Though Ho99o9 were refueling through the pandemic, they were never tuned out. The past couple years of civic protest have not gone unnoticed. They helped raise money through Black Power Live. Last summer, they released a mixtape, Ho99o9 Presents Territory: Turf Talk Vol. 1, featuring a motley crew of collaborators including Russian feminist punk activists Pussy Riot. On SKIN‘s “Dead or Asleep,” Ho99o9 lash out at MAGA hat-types, who remain somewhat on the periphery despite the change in administration.
“Just because fuckin’ Joe Biden is in office right now and everybody’s got their feet up, it doesn’t mean that we’re not at war. Shit is going on right now — it’s fucked right now,” theOGM explains.
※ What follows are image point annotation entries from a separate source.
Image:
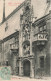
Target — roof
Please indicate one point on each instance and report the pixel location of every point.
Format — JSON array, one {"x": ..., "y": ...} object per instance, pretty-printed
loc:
[{"x": 42, "y": 19}]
He adds of how this manifests throughout SKIN: “All the things that have happened in the last two years [have] obviously given us ammunition to put this wonderful masterpiece together. I mean, SKIN is just being unapologetic about who we are — I’m a black man, and I’m unapologetic about that shit, you feel me? Whether I’m loud about it or whispering that shit, whether I’m blowing smoke or having a regular conversation with you, I love me. I love who I am.”
For Yeti Bones, a path to sobriety he began four years ago has also made an impact on his growing sense of self. While he explains that his confrontational in-concert presence — known to sometimes include moshing naked in the crowd — has led some to wonder whether he’s on drugs, Ho99o9’s pre-show routine these days is pretty much just drinking water and stretching. Part of this stems from the duo’s desire to be longtime players in the game, with both rappers pontificating on how vices have cut down “a lot of the greats.”
“I used to be a wild child, man. I used to be the kid at the punk shows [that was] wasted, jumping off everything. I used to want to rage,” Yeti Bones admits, “I used to get wasted before the shows so I could go out and not be scared. Now that I don’t drink, and I’ve got the proper fuckin pre-game, I’m fully focused, and that makes the show even better.”
Ho99o9’s new album found the pair gleefully painting outside of their already genre-challenging parameters. Five years on from their first record, they’ve not only leveled up their sound, but their bodies and their minds. As they prepare to attack stages for the first time in two years, it’s clear Yeti Bones and theOGM are ready to show us some SKIN.
“You know, musically, physically, spiritually, and mentally we are in a place where we’re locked in. We are ready to just freight-train through everything that’s coming up,” Yeti Bones says with determination. “There’s really no stopping us.”